Pourim n’est pas seulement une célébration de la survie des Juifs. C’est un manuel politique.
Le Livre d’Esther se lit moins comme un folklore ancien que comme une étude de cas sur la façon de supporter – et de déjouer – le pouvoir autoritaire. C’est une histoire de peur, de propagande, de politique d’homme fort et de dangereuse illusion selon laquelle le silence nous protégera.
Lorsque Mardochée exhorte la reine Esther à affronter le roi, elle hésite. Elle comprend la menace. Elle voit l’injustice. Mais elle a peur. S’exprimer pourrait coûter son statut, sa sécurité, voire sa vie. Le silence semble plus sûr. Familier. Rationnel.
La réponse de Mardochée transgresse le confort d’une obéissance silencieuse :
« Si vous gardez le silence pendant cette crise, le soulagement et la délivrance viendront d’un autre endroit, mais vous et la maison de votre père périrez. Et qui sait ? Peut-être avez-vous atteint cette position royale justement pour une telle crise. »

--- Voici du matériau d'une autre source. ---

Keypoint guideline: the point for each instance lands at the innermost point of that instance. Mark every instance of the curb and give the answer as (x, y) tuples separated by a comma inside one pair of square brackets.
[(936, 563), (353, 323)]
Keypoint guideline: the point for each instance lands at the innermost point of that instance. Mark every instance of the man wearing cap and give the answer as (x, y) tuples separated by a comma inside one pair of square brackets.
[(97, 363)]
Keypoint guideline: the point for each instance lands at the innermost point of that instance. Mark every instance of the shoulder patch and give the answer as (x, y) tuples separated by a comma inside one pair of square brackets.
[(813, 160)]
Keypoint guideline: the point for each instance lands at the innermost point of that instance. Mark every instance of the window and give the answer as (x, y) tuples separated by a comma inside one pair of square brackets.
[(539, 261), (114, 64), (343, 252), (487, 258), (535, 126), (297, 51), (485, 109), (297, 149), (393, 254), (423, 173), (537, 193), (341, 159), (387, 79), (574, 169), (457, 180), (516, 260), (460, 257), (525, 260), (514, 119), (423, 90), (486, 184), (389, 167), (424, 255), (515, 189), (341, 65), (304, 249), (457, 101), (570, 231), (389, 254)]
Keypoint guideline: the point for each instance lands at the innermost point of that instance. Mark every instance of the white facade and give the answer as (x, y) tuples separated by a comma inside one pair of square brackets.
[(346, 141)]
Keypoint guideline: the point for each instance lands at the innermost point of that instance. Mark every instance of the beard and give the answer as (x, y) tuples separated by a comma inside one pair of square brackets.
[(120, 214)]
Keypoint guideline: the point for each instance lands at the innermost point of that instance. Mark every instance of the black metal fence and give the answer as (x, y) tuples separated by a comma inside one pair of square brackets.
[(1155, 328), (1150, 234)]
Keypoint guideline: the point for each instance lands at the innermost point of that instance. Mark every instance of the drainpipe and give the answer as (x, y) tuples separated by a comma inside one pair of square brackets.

Son message est vivifiant. Le privilège n’est pas une protection. Dans un système injuste, personne n’est véritablement isolé. La question n’est pas de savoir si l’histoire va bouger. Il s’agit de savoir si nous allons le déplacer.
Haman, le xénophobe en chef du régime, persuade le roi Assuérus de légaliser le génocide avec un pot-de-vin et un récit. Il décrit les Juifs comme « un certain peuple dispersé et dispersé ». Des étrangers. Une menace pour la stabilité. Différent. Dangereux.
Le décret est d’une bureaucratie effrayante : détruire, massacrer, exterminer – hommes, femmes, enfants – et piller leurs biens. L’autoritarisme commence rarement par le chaos ; cela commence par la paperasse.
Mais Haman interprète mal ce qu’il voit. « Am echad » – il les appelle un seul peuple, dans l’intention d’en faire une accusation. Pourtant, l’expression a un autre sens : un peuple unifié. Ce qu’il qualifie de vulnérabilité devient une force protectrice. Ce qu’il considère comme différence devient une solidarité de sainteté.
La réponse d’Esther au décret n’est pas le désespoir. C’est une organisation : « Allez, rassemblez tout le monde ».
L’autocratie dépend de la fragmentation. La résistance commence par la connexion et grandit en les renforçant.
Le roi Assuérus, quant à lui, incarne la fragilité de l’homme fort infaillible. Lorsqu’il regrette sa décision, il refuse de la révoquer. Un édit scellé de la chevalière du roi, insiste-t-il, ne peut être défait. Plutôt que d’admettre son erreur, il publie un deuxième décret autorisant les Juifs à se défendre.
Le résultat ? Une effusion de sang évitable. Soixante quinze mille morts. La fierté s’avère plus meurtrière que la politique.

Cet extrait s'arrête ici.